Al final descubrí qué pasaba. No sólo los asientos no eran contiguos; es que los de ellos dos estaban en otra zona del campo. Conque, cuando llegaron los que sí tenían esas entradas, se tuvieron que ir. Qué bien, mis colegas a veinte metros de mí. Bueno, vería el partido con quien fuera que me tocara al lado, a ver si tenía suerte.
A mi izquierda tenía una pareja que no dejó de hacerse arrumacos durante todo el partido (no sé si se enteraron del resultado). A mí derecha, un tipo al que mi abuelo habría definido como "maduro" o "melón". Y delante de mí dos crías de unos doce años que se pegaron todo el partido haciendo sonar las bocinas.
Mi entrada estaba situada, más o menos, a la altura del borde del área grande contra la que atacaba el Espanyol. Así que pude ver perfectamente cómo, minuto y medio después de empezar el partido, nos clavaban el primero. Buen comienzo. Pues nada, a seguir animando al equipo y todo eso; lo cierto es que aún metíamos más ruido que con el 0-0. El Zaragoza atacaba mucho y, finalmente, consiguió el empate. Empate que duró unos dos minutos antes de que el Espanyol metiera el 2-1. Jooooooderrrr.
A estas alturas de partido había empezado a tener un dolor de cabeza terrible. Como si alguien me estuviera clavando un clavo junto al occipital. Las chicas de delante cada vez hacían sonar sus bocinas con más fuerza, para ayudar a mi dolor. A mí me jodían vivo, pero mi dolor de cabeza crecía fuerte y vigoroso.
El maduro de al lado cada vez se quejaba y pontificaba más. Para que veáis a qué me refiero. En la segunda parte, cuando el Zaragoza atacaba donde estábamos nosotros, iban a sacar un córner. Se colocaron todos los jugadores y el maduro, poco a poco, se levantó de su asiento, se inclinó hacia adelante y empezó a agitar el dedo lentamente, con el brazo extendido. Después de unos segundos así, empezó a decir: "¡No! ¡No! ¡No!" Y luego: "¡Mal! ¡Mal! ¡Mal! ¡Muy mal!". En fin, así todo el partido.

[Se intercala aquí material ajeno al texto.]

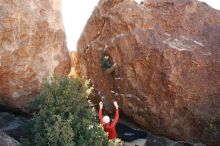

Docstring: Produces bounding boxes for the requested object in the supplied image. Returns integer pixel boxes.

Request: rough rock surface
[69,51,80,77]
[77,0,220,145]
[0,0,70,110]
[0,130,20,146]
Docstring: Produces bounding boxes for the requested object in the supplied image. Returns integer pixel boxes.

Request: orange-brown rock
[0,0,70,110]
[69,51,80,77]
[77,0,220,145]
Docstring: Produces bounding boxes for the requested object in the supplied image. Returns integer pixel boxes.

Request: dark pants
[116,123,147,142]
[104,64,119,89]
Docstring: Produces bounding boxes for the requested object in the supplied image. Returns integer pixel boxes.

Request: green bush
[21,78,120,146]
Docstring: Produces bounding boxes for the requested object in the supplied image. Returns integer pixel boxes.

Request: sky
[62,0,220,51]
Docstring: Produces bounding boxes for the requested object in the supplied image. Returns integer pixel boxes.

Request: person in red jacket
[99,101,119,139]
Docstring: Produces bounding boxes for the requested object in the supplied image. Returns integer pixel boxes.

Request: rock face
[77,0,220,145]
[69,51,80,77]
[0,0,70,110]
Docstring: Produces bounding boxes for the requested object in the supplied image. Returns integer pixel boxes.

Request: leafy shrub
[21,77,120,146]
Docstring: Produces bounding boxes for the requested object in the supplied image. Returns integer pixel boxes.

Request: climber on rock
[99,101,119,139]
[101,46,121,94]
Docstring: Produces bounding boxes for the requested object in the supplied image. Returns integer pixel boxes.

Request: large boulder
[0,0,70,111]
[77,0,220,145]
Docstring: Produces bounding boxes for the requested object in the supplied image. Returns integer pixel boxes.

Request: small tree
[20,78,119,146]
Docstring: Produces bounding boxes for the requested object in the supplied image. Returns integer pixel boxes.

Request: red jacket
[99,109,119,139]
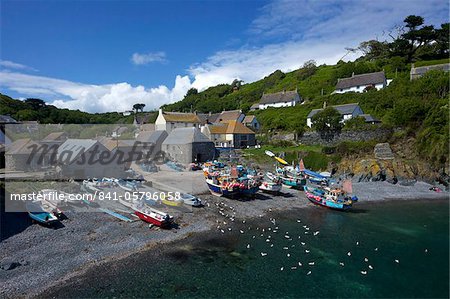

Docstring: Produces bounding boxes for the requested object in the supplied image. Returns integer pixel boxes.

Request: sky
[0,0,449,112]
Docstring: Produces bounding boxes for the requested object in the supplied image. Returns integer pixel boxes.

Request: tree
[133,103,145,113]
[311,107,343,140]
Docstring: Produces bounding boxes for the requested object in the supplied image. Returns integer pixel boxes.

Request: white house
[259,89,301,110]
[155,109,201,133]
[306,103,364,128]
[334,72,392,93]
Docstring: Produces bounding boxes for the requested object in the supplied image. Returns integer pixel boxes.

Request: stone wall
[298,128,392,146]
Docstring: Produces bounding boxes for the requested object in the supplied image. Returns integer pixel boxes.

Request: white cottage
[155,109,201,134]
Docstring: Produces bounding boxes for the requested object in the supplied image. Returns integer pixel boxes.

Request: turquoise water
[46,201,449,298]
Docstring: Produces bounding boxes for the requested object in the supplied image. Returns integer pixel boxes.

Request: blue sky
[0,0,449,112]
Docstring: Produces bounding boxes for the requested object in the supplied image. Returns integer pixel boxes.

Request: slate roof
[6,138,39,155]
[136,130,169,144]
[259,90,300,104]
[0,115,17,124]
[57,139,98,163]
[216,110,242,122]
[307,103,359,118]
[242,115,256,124]
[336,72,386,89]
[42,132,66,142]
[162,112,201,123]
[208,120,255,135]
[163,128,212,145]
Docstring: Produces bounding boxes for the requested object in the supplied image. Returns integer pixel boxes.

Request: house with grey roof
[258,89,302,110]
[333,71,392,93]
[409,63,450,80]
[306,103,364,128]
[162,127,216,164]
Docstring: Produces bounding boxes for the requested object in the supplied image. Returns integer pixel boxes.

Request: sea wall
[298,128,392,146]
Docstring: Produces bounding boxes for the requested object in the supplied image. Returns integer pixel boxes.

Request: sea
[43,200,449,298]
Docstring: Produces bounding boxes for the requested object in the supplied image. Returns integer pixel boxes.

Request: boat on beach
[304,182,358,211]
[132,205,173,228]
[26,200,59,224]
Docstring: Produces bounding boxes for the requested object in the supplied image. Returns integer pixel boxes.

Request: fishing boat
[116,179,138,192]
[205,173,239,197]
[161,193,184,207]
[259,172,283,194]
[181,193,202,207]
[133,205,173,228]
[26,201,58,224]
[304,182,358,210]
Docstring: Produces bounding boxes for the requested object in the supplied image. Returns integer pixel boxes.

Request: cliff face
[332,140,449,184]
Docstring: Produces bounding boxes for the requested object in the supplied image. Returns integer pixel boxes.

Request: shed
[162,127,216,164]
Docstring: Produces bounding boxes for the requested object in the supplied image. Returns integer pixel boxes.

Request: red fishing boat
[133,205,173,228]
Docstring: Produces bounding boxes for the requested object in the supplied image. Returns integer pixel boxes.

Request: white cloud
[188,0,448,89]
[0,72,191,112]
[0,60,37,71]
[131,52,167,65]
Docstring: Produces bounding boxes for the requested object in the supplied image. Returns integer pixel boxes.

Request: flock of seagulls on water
[211,202,428,275]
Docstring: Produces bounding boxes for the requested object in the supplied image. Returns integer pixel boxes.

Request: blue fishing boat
[304,186,358,211]
[26,201,58,224]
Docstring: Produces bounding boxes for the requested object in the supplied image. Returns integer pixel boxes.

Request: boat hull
[134,211,170,228]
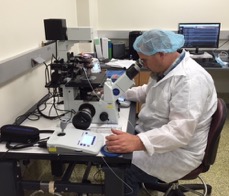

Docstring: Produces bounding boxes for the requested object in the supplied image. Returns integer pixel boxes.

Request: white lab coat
[126,52,217,182]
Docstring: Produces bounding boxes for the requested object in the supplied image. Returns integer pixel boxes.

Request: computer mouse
[100,145,122,157]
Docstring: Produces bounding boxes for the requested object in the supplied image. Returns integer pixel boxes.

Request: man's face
[138,53,166,73]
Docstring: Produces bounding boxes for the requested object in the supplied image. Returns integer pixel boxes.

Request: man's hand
[106,129,145,153]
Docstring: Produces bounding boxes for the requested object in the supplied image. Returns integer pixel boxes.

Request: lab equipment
[43,20,142,130]
[44,19,93,61]
[47,126,104,155]
[178,23,221,55]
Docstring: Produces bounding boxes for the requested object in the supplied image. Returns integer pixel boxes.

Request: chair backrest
[202,98,227,172]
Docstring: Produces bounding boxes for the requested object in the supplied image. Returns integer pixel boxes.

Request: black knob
[99,112,109,121]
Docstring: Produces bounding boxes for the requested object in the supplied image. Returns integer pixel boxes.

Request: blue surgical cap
[133,30,184,56]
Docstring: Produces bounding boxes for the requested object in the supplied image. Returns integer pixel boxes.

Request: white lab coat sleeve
[124,84,147,103]
[134,71,216,155]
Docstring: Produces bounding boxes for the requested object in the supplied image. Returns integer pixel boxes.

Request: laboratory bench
[0,95,136,196]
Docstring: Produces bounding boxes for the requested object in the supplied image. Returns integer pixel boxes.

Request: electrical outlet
[31,56,45,67]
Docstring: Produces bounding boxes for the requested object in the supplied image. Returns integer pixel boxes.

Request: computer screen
[178,23,220,54]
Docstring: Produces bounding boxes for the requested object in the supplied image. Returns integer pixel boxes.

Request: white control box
[47,127,104,155]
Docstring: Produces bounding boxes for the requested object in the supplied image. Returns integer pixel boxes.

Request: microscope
[44,19,142,130]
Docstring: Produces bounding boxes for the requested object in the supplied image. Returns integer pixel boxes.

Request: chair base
[143,181,212,196]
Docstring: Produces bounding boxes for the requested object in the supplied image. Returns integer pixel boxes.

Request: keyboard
[195,59,222,68]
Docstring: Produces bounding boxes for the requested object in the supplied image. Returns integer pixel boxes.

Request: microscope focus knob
[99,112,109,121]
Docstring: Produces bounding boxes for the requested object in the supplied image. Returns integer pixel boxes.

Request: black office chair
[143,98,227,196]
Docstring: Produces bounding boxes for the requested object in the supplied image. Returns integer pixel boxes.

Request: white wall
[0,0,77,126]
[98,0,229,30]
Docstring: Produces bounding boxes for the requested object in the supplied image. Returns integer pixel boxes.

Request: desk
[0,97,135,196]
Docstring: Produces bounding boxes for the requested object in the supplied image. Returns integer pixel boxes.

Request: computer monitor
[178,23,220,54]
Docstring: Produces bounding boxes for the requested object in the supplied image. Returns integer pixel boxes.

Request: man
[106,30,217,195]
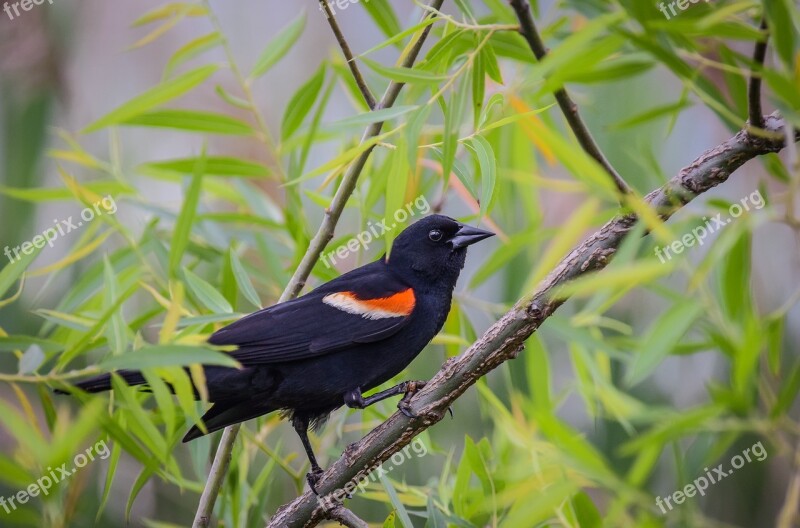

Vale, abreviaré. Perdimos 4-1, la cabeza me dolía terriblemente. Así que mis ganas de juerga no existían y yo quería irme a casa. Por suerte, mis amigos también. Pero, oh, había que pasar por el culo del mundo para recoger las cosas de Rata. En fin, que a la una y media de la mañana estábamos perdidos por los confines de Madrid, intentando buscar un taxi y jodidos de frío. Aunque, al menos, de los dos el que no estaba cojo era yo. Qué noche tan maravillosa.